Cabe ressaltar de igual modo que é vedada a redução de salário e benefícios, inclusive em eventual nova contratação do mesmo empregado. Esse direito já era previsto anteriormente a Emenda Constitucional 72.
Por fim, cumpre asseverar que algumas questões precisam ser tratadas com muito cuidado, como é o caso dos cuidadores de idosos e das babás, que dormem na residência dos empregadores. O importante é não deixar margem para dúvidas ou incertezas quanto aos períodos que ocorrem a prestação de serviços e os períodos de descanso. Os horários devem constar nos livros de ponto ou outro meio eficaz de fazer o controle da jornada.

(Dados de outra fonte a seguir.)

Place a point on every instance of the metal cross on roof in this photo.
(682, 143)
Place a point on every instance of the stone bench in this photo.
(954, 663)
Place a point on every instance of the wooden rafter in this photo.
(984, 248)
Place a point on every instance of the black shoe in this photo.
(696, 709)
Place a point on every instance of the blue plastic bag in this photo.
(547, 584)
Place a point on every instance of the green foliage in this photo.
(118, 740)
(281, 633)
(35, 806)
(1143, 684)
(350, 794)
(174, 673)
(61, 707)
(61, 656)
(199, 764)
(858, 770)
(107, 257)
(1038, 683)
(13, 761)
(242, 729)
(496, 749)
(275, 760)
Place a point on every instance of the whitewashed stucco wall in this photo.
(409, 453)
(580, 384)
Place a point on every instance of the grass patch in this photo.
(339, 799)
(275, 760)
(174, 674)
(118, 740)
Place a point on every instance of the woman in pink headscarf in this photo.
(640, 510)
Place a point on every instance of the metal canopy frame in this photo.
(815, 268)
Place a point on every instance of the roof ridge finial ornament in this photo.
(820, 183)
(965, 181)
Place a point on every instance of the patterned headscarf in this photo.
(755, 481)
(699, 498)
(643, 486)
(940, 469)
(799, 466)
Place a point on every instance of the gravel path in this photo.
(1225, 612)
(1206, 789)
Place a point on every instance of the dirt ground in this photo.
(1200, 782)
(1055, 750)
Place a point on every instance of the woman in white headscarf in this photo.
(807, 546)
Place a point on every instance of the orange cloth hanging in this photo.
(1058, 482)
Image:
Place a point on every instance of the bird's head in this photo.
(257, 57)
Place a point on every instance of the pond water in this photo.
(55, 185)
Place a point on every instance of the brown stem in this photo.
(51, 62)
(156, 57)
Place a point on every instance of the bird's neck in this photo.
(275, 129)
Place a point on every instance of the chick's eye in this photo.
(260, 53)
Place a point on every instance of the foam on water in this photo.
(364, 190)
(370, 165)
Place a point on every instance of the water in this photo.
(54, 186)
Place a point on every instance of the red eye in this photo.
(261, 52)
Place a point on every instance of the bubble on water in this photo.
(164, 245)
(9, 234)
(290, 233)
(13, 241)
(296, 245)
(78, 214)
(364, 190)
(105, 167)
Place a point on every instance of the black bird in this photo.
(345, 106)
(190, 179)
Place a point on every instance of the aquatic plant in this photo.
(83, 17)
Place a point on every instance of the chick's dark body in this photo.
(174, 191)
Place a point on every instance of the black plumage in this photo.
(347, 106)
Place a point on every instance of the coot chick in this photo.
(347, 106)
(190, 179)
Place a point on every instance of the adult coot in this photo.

O que se espera é que tais questões sejam regulamentadas em breve e de forma simplificada, primeiro por parte das prometidas regulamentações a serem feitas pelo Governo Federal, e depois entre os sindicados de empregadores e de empregados, vez que consta como direito da categoria o “reconhecimento das convenções e acordos coletivos de trabalho.”
Da Conclusão.
Com o passar do tempo tornou-se necessário equiparar os empregados domésticos aos demais trabalhadores urbanos e rurais, até pela garantia de isonomia constitucional, prevista no artigo 5º.
Contudo, devem ser levadas em consideração as peculiaridades da relação de emprego do doméstico, a fim de se evitar maiores prejuízos ao empregador e ao empregado.
Espera-se, portanto, que o Governo Federal amenize os custos decorrentes, desonerando a folha de pagamento, possibilitando a contratação e o cumprimento dos direitos conquistados pelos empregados domésticos.